Why does a website need an error-free sitemap.xml file?
The advice we always hear from Google is: keep your sitemaps validated and as error-free, as you can. The sitemap file is used to declare the preferred canonical URL.
As a signal, an error in a sitemap file is a pretty big deal and best to be avoided.
I’ve always felt that a sitemap file with a very low load time is also advisable if you can speed up the dynamic elements of the file generation. I’ve come across very large sitemaps that are clearly regenerated on every request without any caching. Check this carefully.
The previous version of Google’s Search Console still offers the better functionality, compared to the new version which is currently extremely limited:
I’ll update this article should the new functionality develop, which I’m quite sure it will.
Configure Screamingfrog to only crawl the URLs found in the XML sitemap
Screaming Frog is a very curious little site crawler. The default configuration, even in list mode will crawl a lot more resource than perhaps you might want. Here’s how to configure the crawler:
Head to Configure > Spider and deselect everything from the “Basic” tab. This will prevent Frog from discovering new URLs or unnecessarily crawling resources that aren’t useful for this project.

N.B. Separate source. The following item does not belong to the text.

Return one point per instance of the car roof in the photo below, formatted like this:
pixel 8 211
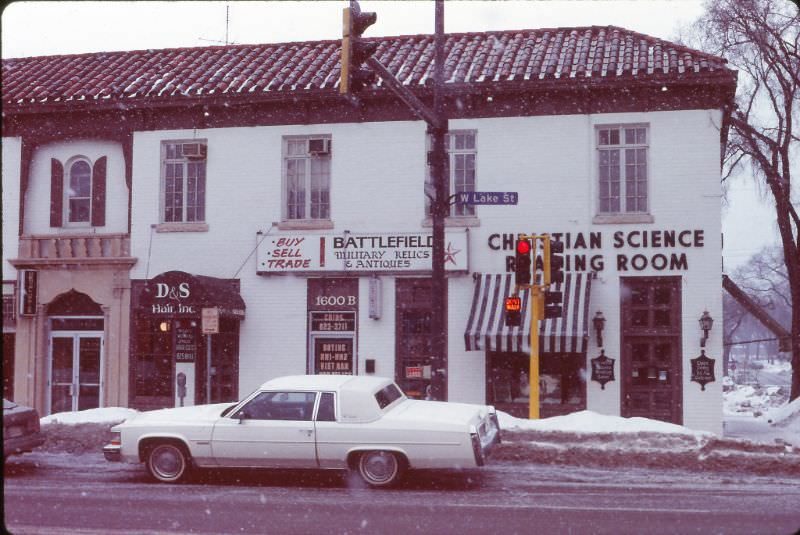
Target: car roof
pixel 326 382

One the configuration is done, we’re ready. Here’s a summary of the process I’m going to teach you today:
How to check your XML Sitemap for errors with Screaming Frog
- Open Screamingfrog and select “List Mode”
- Grab the URL of your sitemap.xml file
- Head to Upload > Download Sitemap
- Frog will confirm the URLs found in the sitemap file
- Click Start to start crawling
- Export the data to CSV or sort by Status Code to highlight any potential issues
Open Screamingfrog and select “List Mode”
Open Screamingfrog and select “List” via the “Mode” drop down menu:
Now go and fetch the sitemap.xml URL.
Grab the URL of your sitemap.xml file
First, start by finding your XML Sitemap URL. If it’s your website, obviously you’ll just know this. It’s either found at “/sitemap.xml” or “/sitemap_index.xml”.
It should also be available in the sitemaps report in Search Console or visible in your robots.txt file:
You can visit the sitemap URL in your browser. Here’s how Builtvisible’s sitemap.xml file looks, generated by the Yoast SEO plugin:
Copy the URL head to Screamingfrog.
Head to Upload > Download Sitemap
Head to Upload > Download Sitemap and paste the URL in the dialogue window:
Frog will confirm the URLs found in the sitemap file via the next dialogue window:
Click “OK” and the crawler will automatically run.
Once the crawl is complete, you can export the data to CSV or sort by Status Code to highlight any potential issues. You don’t want 301 redirects or 404 errors – go ahead and resolve those problems!